Usable space depends on the policies you apply to VM’s. If you set it to the policy to tolerate no failures then its the RAW capacity of the disks. If its 1 host, then its 50% of RAW, if its set to 2 hosts then 33% of RAW and so forth. You don’t do RAID 5 in the hosts (In fact RAID 5 with 1TB disks is a bad idea, but thats another argument). Its basically RAID 0,10,1 type designs. The disks are passed through RAW, and not abstracted by a RAID controller ideally, and all this logic is handled by VSAN and the policies you set. With VSAN you are not layering RAID like traditional VSA systems.

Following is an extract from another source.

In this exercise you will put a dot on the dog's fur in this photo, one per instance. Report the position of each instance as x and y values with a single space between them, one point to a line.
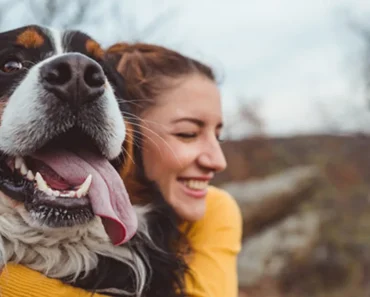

Think more like IBM XIV RAID-X, or other scale out mirror based systems.
Duncan says
As mentioned, the Intro blog posts clears up these questions:
http://www.yellow-bricks.com/2013/08/26/introduction-vmware-vsphere-virtual-san/
🙂
vsoft (@vsoftinfotech) says
Thanks John for the clarification. You mean to say Usable space depends upon policies applied to VM and not at Cluster VSAN level. So you mean that we can apply Different options for Different VMs. For One VM we say 1 Host failure another VM for 2 Host failure. Is that what you mean.
Duncan says
http://www.yellow-bricks.com/2013/08/26/introduction-vmware-vsphere-virtual-san/
That is exactly what VSAN does. For some VMs you can select “N+1” for the other you select “N+2”. Fully depending on your requirements etc.
vsoft (@vsoftinfotech) says
Thanks Duncan for the reply. These clarification are turning me into VSAN expert.
When VSAN was introduced many people including me dismissed it as just a SMB Product not suitable for enterprise workloads and it might go the way of VSA which didnt found much uptake even in the SMB market.
But now i am getting warmed up to VSAN and i think it has tremendous potential. Now we need to look into appropriate use cases for VSAN. one can be vdi where virtual desktops are on VSAN Datastore and user data or User Home directories on SAN. Additional use cases probably you can highlight in your post.
DWP says
When are the performance and scaling numbers to be released? I get the management and architecture, but when a certain workload requires certain storage performance capacity, we need real world numbers to best implement vSAN.
Chris says
What are the disadvantages of increasing the stripe number?
I know it increase performance for destaging and missed cache reads but why wouldn’t you just set your policy to 12 (the max?)
John Nicholson. says
It uses more object chunks which technically there is a limit (1000?) per host.
Duncan Epping says
There is a 3000 components limit indeed. So the higher you set this the more likely you will hit this number and so you change the max number of VMs you can run.
Also, it will make placement of the component more difficult as it will be mandatory to stripe.